Firms are focused on laterals for short-term financial and brand reasons. While that’s certainly understandable, it helps explain why diversity, the gender pay gap, and meaningful, client-centric “innovation” are given more lip service than commitment. The partnership model is about partners. There are reasons why “partner de-equitization” is now common, more new partners are laterals than internal-promotes, and, notwithstanding the risk involved with bringing on laterals (half don’t stay for five years and many don’t live up to financial expectations) law firm focus is on the “big fish” talent like Scott Barshay. Rich, elite firms–Kirkland Ellis is a prime example–are melding Darwin with big-money free agency, making ongoing runs at elite partners from other firms. This is big law’s focus and the centerpiece of its culture. Certainly, there are firms striving to be more client-centric, innovative, and collaborative, but PPP is the zip code where big law lives. That is why law firm culture–at least among traditional partnership firms–is not changing materially or quickly.
Conclusion
Rewards are powerful drivers of human behavior and reflect an organization’s cultural priorities. The growing divergence between in-house teams and law firms is an example. Corporate legal departments have generally achieved greater diversity than law firms. That’s because they operate in a corporate environment where diversity is a cultural commitment deemed intrinsically and extrinsically valuable. In-house counsel are evaluated by and rewarded for efficiency, client-centricity, advancing enterprise objectives, and other result-driven metrics.
Law firms lag in diversity in part because their focus is elsewhere.
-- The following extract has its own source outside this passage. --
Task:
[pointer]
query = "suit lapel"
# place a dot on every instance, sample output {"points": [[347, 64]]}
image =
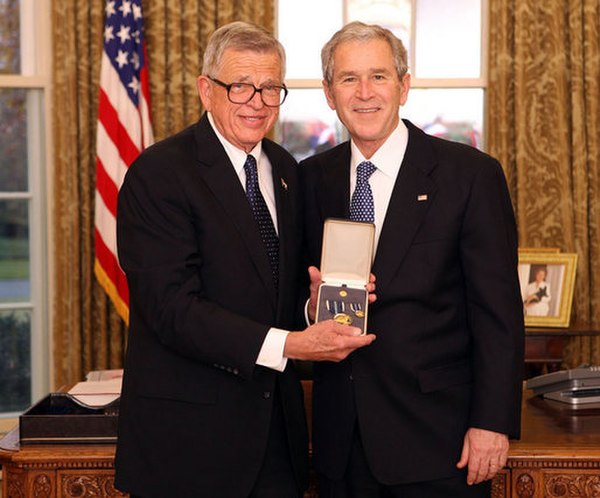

Firm lawyers are rewarded for hours, origination, and profitability–all internal metrics that advance PPP but are often misaligned with client objectives. Firms tend to lack a unified culture because of their decentralized management, partner fiefdoms, turnover–that sometimes includes key partners–focus on laterals over home-grown talent, and economic model. Lack of diversity is one element of the culture that young partners buy into. They will soon learn–if they don’t already know–that generating profitable business is the thread that binds and sometimes unravels the myth of law firm “partnership.” If you live by PPP, you will likely die by it, too.